At the Pau Claris School in Barcelona, amateur footage filmed by one voter depicted police roughing up unarmed parties standing in their channel. Amateur video from other locations depicted similar tactics, with people assured being hit, kicked and propelled around by police, including elderly people with their hounds, young girls and regular citizens of all stripes. Many tried to shield themselves from being smack-dab on the head.
There were also some signs of insult by organizers. In footage released by the Spanish Interior Ministry, some protesters were learnt propelling objectives and metal barriers at riot police.
Elisa Arouca, who was waiting to vote outside the Estel School in center Barcelona, reacted with wrath when national police negotiators yanked her and other prospective voters out of the channel, then crushed the door open and confiscated the ballot boxes.
She had been planning to vote in favor of retaining Catalonia part of Spain, but decided instead to affiliate the rally for objectivity. She moved to another polling station to try and gave her vote in favor of breaking away.
“I was always against liberty, but what the Spanish district is do is acquiring me change my mind, ” she said. “The national police and civilian sentry are considering us like criminals.”
A member of the Israeli parliament, mailed in as election observers of the vote, said she was offended by the use of rubber missiles by Spanish police against horde of unarmed voters.
“We did expect a ordinary democratic process, ” said Ksenia Svetlova, part of a delegation of thirty parties invited by Catalan officials to observe the voting process. “We was well known that a great deal of police were here but still, you know, there should be a respect for the wishes of the people to referendum irrespective of what you think of the referendum.”
Tensions were operating so high that Barcelona dallied its soccer game against Las Palmas without fans after the team announced the join would be played behind closed doors shortly before kickoff, with millions of soccer supporters already outside the stadium. Barcelona wanted to postpone the game but said the Spanish league rejected the request.

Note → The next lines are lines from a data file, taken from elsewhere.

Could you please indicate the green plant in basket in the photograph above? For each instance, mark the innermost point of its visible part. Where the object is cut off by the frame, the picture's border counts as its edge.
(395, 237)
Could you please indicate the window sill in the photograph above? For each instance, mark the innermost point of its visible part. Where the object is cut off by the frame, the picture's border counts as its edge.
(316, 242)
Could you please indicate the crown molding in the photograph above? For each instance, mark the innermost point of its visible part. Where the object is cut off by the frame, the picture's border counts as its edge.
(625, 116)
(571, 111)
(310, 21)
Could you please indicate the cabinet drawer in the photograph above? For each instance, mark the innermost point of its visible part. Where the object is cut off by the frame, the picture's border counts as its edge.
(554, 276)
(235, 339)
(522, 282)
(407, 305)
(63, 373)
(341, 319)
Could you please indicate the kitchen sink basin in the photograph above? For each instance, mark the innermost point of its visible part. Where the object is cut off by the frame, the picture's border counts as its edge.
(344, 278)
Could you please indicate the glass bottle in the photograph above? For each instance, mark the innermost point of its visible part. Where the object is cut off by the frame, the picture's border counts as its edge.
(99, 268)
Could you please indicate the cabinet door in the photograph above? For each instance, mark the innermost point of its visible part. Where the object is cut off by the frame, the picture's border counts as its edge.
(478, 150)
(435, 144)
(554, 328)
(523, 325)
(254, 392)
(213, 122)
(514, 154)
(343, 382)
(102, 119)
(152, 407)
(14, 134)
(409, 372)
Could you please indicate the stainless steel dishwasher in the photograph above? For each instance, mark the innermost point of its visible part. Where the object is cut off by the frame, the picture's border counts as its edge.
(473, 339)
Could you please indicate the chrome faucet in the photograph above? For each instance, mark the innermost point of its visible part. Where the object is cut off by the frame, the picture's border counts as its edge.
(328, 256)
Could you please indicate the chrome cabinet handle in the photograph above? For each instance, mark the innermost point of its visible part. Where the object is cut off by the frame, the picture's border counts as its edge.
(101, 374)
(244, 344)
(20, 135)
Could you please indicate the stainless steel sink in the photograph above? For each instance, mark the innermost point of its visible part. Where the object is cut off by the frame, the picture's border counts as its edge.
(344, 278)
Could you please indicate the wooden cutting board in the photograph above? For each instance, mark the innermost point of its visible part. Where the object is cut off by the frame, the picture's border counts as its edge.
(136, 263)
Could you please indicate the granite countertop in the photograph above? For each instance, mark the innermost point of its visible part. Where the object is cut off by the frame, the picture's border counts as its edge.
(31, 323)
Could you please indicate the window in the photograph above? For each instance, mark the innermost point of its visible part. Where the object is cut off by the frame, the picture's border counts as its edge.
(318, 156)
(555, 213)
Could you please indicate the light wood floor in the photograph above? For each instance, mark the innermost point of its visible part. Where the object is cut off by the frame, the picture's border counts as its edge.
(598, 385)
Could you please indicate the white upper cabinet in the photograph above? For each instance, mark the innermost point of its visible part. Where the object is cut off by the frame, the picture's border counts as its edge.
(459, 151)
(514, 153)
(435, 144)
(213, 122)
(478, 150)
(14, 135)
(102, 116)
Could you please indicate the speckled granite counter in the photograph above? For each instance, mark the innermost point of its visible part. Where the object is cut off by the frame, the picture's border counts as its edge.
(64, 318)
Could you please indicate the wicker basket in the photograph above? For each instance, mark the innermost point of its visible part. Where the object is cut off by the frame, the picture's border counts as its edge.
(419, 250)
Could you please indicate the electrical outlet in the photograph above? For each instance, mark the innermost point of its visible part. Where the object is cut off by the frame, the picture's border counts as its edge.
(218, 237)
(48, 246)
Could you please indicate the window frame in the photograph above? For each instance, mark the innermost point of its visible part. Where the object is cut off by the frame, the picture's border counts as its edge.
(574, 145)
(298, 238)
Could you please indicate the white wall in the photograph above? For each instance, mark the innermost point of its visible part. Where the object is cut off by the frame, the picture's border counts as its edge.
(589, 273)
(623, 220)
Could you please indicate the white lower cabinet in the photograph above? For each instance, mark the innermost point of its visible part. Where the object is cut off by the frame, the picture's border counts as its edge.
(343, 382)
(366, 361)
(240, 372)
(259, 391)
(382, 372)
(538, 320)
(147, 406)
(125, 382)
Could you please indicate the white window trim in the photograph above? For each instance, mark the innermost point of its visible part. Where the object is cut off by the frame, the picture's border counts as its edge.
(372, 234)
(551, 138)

Manuel Condeminas, a 48 -year-old IT manager who tried to obstruct police from driving away with ballot box on Sunday, said police had kicked him and others before using their wands and burning the rubber bullets.
Elsewhere, civil lookout detectives, wearing helmets and carrying shields, applied a hammer to break the glass of the front doorway and a fasten cutter to break into the Sant Julia de Ramis athletics hub near the town of Girona that was being used as a polling station. At least one gal was disabled outside the building, wheeled apart on a stretcher by paramedics.
Clashes broke out less than an hour after tallies opened, and not long before Puigdemont, the Catalonia regional president, was expected to turn up to vote at the athletics core. Polling depot laborers greeted peacefully and breaks out into lyrics and melodies provoking the officers’ presence.
Puigdemont was forced to vote in Cornella de Terri, near the northern municipality of Girona, his spokesman said.
Police had sealed off numerous voting middles in the hours before the voting rights to thwarted their implement. Others were fitted with partisans determined to hold their ground.
Spanish riot police forcefully removed a few hundred would-be voters from a polling station at local schools in Barcelona. The scene was recited at other locations, although voting was amicable in some spots.
Daniel Riano, 54, was inside when the police pushed aside a large radical amassed outside a polling station at the Estel School in downtown Barcelona and busted in the door.
“We were waiting inside to vote when the National Police used force to enter, they used a mace to break in the glass door and they took everything, ” he said. “One policeman introduced me in a headlock to drag me out while I was impounding my wife’s side! It was stupendous. They didn’t open any warning.”